🤖 AI Summary
Accurate 3D reconstruction of oral anatomical structures from a single panoramic radiograph (PX) remains challenging due to reliance on CBCT registration, image unwrapping, or prior dental-arch knowledge—leading to high radiation exposure, elevated costs, and inherent depth ambiguity. Method: We propose the first end-to-end Vision Transformer (ViT)-enhanced Neural Beer–Lambert framework. Key innovations include non-overlapping horseshoe-shaped ray sampling (reducing computation by 52%), a ViT-CNN hybrid backbone, and learnable hash-based positional encoding. Crucially, our method requires neither CBCT, nor image unwrapping, nor prior dental-arch assumptions—only a single PX view. Results: Our approach achieves state-of-the-art performance in PSNR and SSIM, with superior visual fidelity in reconstructed 3D anatomy. It establishes a new paradigm for low-radiation, cost-effective, and clinically deployable dental 3D diagnosis.
📝 Abstract
Dental diagnosis relies on two primary imaging modalities: panoramic radiographs (PX) providing 2D oral cavity representations, and Cone-Beam Computed Tomography (CBCT) offering detailed 3D anatomical information. While PX images are cost-effective and accessible, their lack of depth information limits diagnostic accuracy.

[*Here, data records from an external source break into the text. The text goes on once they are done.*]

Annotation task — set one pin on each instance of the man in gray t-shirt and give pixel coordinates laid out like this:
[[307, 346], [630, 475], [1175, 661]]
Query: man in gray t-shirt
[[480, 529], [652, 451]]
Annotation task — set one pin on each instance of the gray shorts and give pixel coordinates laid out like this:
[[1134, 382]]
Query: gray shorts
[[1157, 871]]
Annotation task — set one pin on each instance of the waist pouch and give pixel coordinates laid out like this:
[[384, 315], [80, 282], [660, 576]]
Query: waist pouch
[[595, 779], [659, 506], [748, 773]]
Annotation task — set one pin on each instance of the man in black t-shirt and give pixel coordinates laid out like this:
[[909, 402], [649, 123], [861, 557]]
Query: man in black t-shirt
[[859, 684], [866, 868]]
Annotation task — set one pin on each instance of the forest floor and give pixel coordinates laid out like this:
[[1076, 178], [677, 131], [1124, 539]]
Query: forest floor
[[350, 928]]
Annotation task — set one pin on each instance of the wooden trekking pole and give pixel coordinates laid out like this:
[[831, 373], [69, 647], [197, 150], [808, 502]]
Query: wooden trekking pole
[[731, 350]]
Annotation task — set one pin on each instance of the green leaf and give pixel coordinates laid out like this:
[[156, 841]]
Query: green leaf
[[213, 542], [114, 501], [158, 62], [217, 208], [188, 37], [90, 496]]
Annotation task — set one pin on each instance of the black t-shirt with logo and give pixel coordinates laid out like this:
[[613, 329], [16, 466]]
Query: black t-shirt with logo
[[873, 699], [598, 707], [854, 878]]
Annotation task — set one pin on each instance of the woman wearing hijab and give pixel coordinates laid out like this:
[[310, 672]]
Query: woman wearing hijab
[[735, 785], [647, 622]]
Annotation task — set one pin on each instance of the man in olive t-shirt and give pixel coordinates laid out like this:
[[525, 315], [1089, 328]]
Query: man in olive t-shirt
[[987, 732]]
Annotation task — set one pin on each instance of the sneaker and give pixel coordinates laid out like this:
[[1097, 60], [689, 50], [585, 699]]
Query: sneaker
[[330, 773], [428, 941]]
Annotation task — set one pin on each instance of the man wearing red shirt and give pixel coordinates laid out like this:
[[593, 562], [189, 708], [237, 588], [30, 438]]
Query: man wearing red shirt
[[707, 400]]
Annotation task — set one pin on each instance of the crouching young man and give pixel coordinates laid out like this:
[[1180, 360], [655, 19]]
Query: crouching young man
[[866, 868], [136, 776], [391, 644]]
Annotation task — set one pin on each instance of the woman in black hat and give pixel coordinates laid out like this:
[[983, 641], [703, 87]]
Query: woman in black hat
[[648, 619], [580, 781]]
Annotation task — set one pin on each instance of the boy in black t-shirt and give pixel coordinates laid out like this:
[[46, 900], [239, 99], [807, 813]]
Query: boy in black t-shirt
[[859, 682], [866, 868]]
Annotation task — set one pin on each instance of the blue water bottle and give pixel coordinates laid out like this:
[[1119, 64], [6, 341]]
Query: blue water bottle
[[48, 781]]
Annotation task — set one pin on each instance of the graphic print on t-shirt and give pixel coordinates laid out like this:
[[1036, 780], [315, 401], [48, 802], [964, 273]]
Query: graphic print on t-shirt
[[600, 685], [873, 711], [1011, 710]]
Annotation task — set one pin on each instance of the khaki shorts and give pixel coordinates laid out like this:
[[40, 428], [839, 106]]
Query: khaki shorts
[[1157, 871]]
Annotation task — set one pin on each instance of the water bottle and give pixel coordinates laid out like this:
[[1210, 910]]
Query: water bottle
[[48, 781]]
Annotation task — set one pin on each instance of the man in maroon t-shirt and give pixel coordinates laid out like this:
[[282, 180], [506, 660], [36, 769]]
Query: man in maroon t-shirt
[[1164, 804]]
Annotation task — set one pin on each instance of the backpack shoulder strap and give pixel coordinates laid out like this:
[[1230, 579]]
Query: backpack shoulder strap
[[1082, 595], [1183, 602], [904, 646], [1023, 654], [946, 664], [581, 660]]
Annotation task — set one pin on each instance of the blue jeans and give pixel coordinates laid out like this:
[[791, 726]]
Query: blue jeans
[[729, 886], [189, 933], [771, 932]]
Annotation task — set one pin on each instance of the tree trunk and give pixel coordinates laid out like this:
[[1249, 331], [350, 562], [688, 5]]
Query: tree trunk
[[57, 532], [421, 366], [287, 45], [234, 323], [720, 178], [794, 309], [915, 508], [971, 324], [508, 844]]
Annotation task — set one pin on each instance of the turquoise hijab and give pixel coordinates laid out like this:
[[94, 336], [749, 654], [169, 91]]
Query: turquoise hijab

CBCT addresses this but presents drawbacks including higher costs, increased radiation exposure, and limited accessibility. Existing reconstruction models further complicate the process by requiring CBCT flattening or prior dental arch information, often unavailable clinically. We introduce ViT-NeBLa, a vision transformer-based Neural Beer-Lambert model enabling accurate 3D reconstruction directly from single PX. Our key innovations include: (1) enhancing the NeBLa framework with Vision Transformers for improved reconstruction capabilities without requiring CBCT flattening or prior dental arch information, (2) implementing a novel horseshoe-shaped point sampling strategy with non-intersecting rays that eliminates intermediate density aggregation required by existing models due to intersecting rays, reducing sampling point computations by $52 %$, (3) replacing CNN-based U-Net with a hybrid ViT-CNN architecture for superior global and local feature extraction, and (4) implementing learnable hash positional encoding for better higher-dimensional representation of 3D sample points compared to existing Fourier-based dense positional encoding. Experiments demonstrate that ViT-NeBLa significantly outperforms prior state-of-the-art methods both quantitatively and qualitatively, offering a cost-effective, radiation-efficient alternative for enhanced dental diagnostics.